Discussion of a counter-bias favoring blacks extends at least as far back as the late 1970s, when Inn et al. (1977) reported that incident records from a major metropolitan police department showed that officers fired more shots per incident at white suspects than at black suspects. This finding led them to speculate that, “perhaps, police behave more cautiously with blacks because of departmental policy or public sentiment concerning treatment of blacks” (Inn et al. 1977: 35).
This certainly accords with research — involving hundreds of interviews with policemen — conducted independently by Professor Klinger, a former cop and author of the 2006 book Into the Kill Zone: A Cop’s Eye View of Deadly Force. As Richardson also wrote:
“Across these 300 interviews, I have multiple officers telling me that they didn’t shoot only because the suspect was black or the suspect was a woman, or something that would not be consistent with this narrative of cops out there running and gunning,” said Mr. Klinger….
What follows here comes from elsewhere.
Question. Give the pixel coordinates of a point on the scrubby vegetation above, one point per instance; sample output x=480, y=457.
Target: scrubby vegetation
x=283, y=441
“When it comes to the issue of race, I’ve never had a single officer tell me, ‘I didn’t shoot a guy because he was white.’ I’ve had multiple officers tell me, ‘I didn’t shoot a guy because he was black,’” Mr. Klinger said. “And this is 10, even 20 years ago. Officers are alert to the fact that if they shoot a black individual, the odds of social outcry are far greater than if they shoot a white individual.”
… “The second things is, I’ve had multiple officers tell me they were worried in the wake of a shooting because they shot a black person, and I’ve had multiple officers tell me that they were glad that the person they shot was white,” Mr. Klinger said. “Because then they knew they weren’t going to have to be subject to the racial harangue.”
Of course, now this harangue may include a president with a habit of making racially divisive comments (the Cambridge police “acted stupidly” and “If I had a son, he’d look like Trayvon”) and possible civil-rights charges by Eric Holder’s Department of Justice. And perhaps the resulting “counter-bias” is why, as Larry Elder also reported, that “in the last several decades the numbers of blacks killed by cops are down nearly 75 percent.”
The truth is that social, media, and governmental pressure has its effect. As to this, the WSU researchers present an interesting anecdote on page 17 of their paper involving an interview ex-Minneapolis police chief Anthony Bouza granted a member of the press:
[Bouza stated] that in most urban centers in the United States, when a police chief is called “at three in the morning and told, ‘Chief, one of our cops just shot a kid,’ the chief’s first questions are: ‘What color is the cop? What color is the kid?’” “And,” the reporter asked, “if the answer is, ‘The cop is white, the kid is black’?” “He gets dressed,” replied Bouza.
Unfortunately, the mainstream media is dressed to kill, cloaking reality in a racial narrative that places truth, justice, and domestic tranquility in the crosshairs.